Amount of Blood Loss: In our study, blood loss was higher in the high transverse incision group (615 ml vs 495 ml). In the S S Allah et al study[11], the Hb drop was more in the hightransverse incision group (0.76gm vs 0.51 gm). According to El Agwani[12], a supraumbilical incision is associated with more blood loss.
NICU Admission and APGAR at 5min: In the Walton et al[10] study, those having a high transverse skin incision had lower median five-minute Apgars (8 min vs 9 min, p-value=0.0021) but similar umbilical artery pH values. NICU admissions were higher for neonates in the high transverse group (28.13% vs. 5.21%, P-value=0.0011). S S Allah study[11] had no difference in NICU admissions similar to our study but the Apgar at 5min was lower in the high transverse incision group.
Wound Infection: In the Walton et al[10] study, there was a lower incidence of wound complications in the high transverse group, but this did not reach statistical significance (15.63% vs. 27.08%, p-value=0.2379), in line with our study. In our study, more women with high transverse incisions had wound discharge compared to the Pfannenstiel incision group (33.8% vs 12.4%), but the culture-positive wound infections were more in the Pfannenstiel incision group (68.4% vs 58.3%). S S Allah'sstudy [11](at 6 weeks postnatal), there was no difference in wound complications between the two incisions. El Agwani, [12] in their article mentioned that the supraumbilical skin incision is associated with more wound infections compared to infra umbilical skin incision. Adrian Salvent Tames, Katherine Romero Viamonte[13], in their case report of a morbidly obese,43-year-old woman with medical comorbidities used infra umbilical suprapannicular skin incision for preterm caesarean section, and suggested that the incision can be used as an effective alternative in obese patients to reduce the wound infection. Sagi Y et al [14], in their observational study in women with class 3 obesity, reported that pfannenstiel incision is preferred by most surgeons for emergency as well as non-emergency caesarean sections in obese women and high transverse skin incision does not reduce wound infections in these women. And suggested that incisions should be individualised similar to the study by Kristina Roloff K et al[15]
## V. CONCLUSION
The purpose of the study was to find a safer incision in obese women undergoing caesarean section to reduce wound infection-related morbidity. We found that the incidence of wound infection was lower in the high transverse incision group. The duration of surgery and amount of blood loss were more in the high transverse incision group. However, there was no difference in foetal delivery time or neonatal outcomes in both groups. We can consider high transverse skin incisions in obese women with BMI $>35$, depending upon the grading of the pannus.

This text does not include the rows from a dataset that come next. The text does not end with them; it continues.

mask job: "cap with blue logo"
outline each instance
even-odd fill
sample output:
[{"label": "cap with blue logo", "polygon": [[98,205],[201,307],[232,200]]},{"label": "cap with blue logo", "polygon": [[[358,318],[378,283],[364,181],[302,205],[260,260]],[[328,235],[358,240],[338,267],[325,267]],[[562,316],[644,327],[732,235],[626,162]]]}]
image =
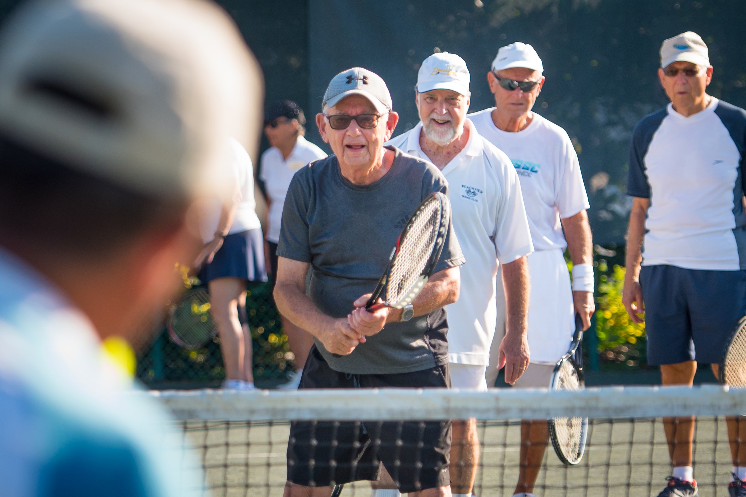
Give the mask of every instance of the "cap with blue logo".
[{"label": "cap with blue logo", "polygon": [[660,66],[666,68],[674,62],[691,62],[709,67],[709,53],[702,37],[694,31],[686,31],[663,40],[660,45]]},{"label": "cap with blue logo", "polygon": [[422,62],[417,73],[417,92],[450,89],[468,95],[470,79],[466,63],[460,57],[447,51],[433,54]]}]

Strengths and Limitations: This can be the reference study for further research in this area as there are no studies in the Indian population.
The study period is short and being a prospective study, it needs to be continued further.
The sample size is small and by increasing the duration of the study, a larger study population can be included.
Recommendations: The above limitations can be overcome by continuing the study for a longer duration that will have a larger sample size for analysis.